You’re reading this on your computer, tablet, or smartphone, so you’ve already discovered the wonderful convenience of technology. Most prospective homebuyers are well-aware that they can “window shop” for houses online. But did you know you can also “window shop” online to find top mortgage lenders and make the right pick?

Technology is on your side: Here’s how to use it

If you want to buy a house, or sell and buy a new home, you’ll need a home loan to make it happen. Home loans are also called mortgages and come with their own unique terms, pricing, and rates. To get a good deal, it’s important to compare top mortgage lenders and all the services they offer so you can find a monthly payment you’ll be happy with.

Because of the ease of digital communication (and our current tech takeover), top mortgage lenders are investing in technology like never before. More technology means fewer errors and speedier transactions to offer a higher level of customer service.
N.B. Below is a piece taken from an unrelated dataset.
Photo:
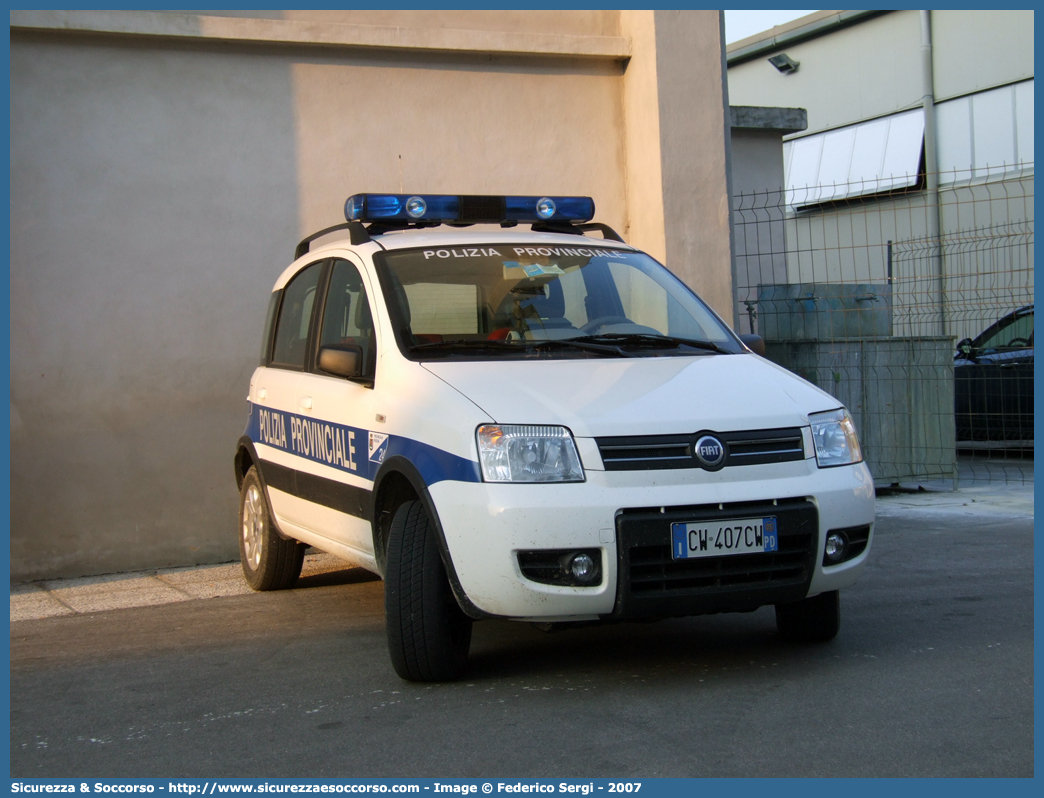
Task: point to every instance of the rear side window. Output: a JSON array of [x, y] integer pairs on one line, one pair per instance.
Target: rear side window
[[294, 319], [269, 320]]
But interestingly, Fannie Mae reported based on a 2016 analysis of recent mortgage borrowers in their National Housing Survey® that homebuyers like you are still looking for a human connection.

Up to 35 percent of mortgage lenders are under the impression that talking to a real person is less important when getting a home loan, but borrowers disagree. A startling 90 percent of home loan borrowers still want phone or in-person communication when making an important investment like a mortgage.

Using technology to not only to buy a house, but to cross-check and compare mortgage lenders before you decide on a home loan, could lead to higher long-term satisfaction with your mortgage choice. But you also want to find a “real,” local lender who cares about helping you find the right house at the right price and can walk you through the process.

4 pro screening tips to make sure you’re working with the right lender

Get started

You wouldn’t take medical advice from someone without medical training. And we wouldn’t expect you to settle for subpar advice about choosing a great mortgage lender. We’ve been in the mortgage business for a long time — over 30 years. Even after all this time, we’re still going strong.

We maintain a 100-percent commitment to on-time closings without compromising our Core Conviction: transforming individual lives through lending. Meaning, we want to get you home as much as you do and help you have a good time while doing it. We also offer more mortgage programs than many other lenders and utilize our investment in technology to give our borrowers the “icing on the cake” — including fast, secure online or app prequalifications; instant updates of real-time loan pricing; quick mortgage rate lock options; and an industry-leading underwriting goal of two business days.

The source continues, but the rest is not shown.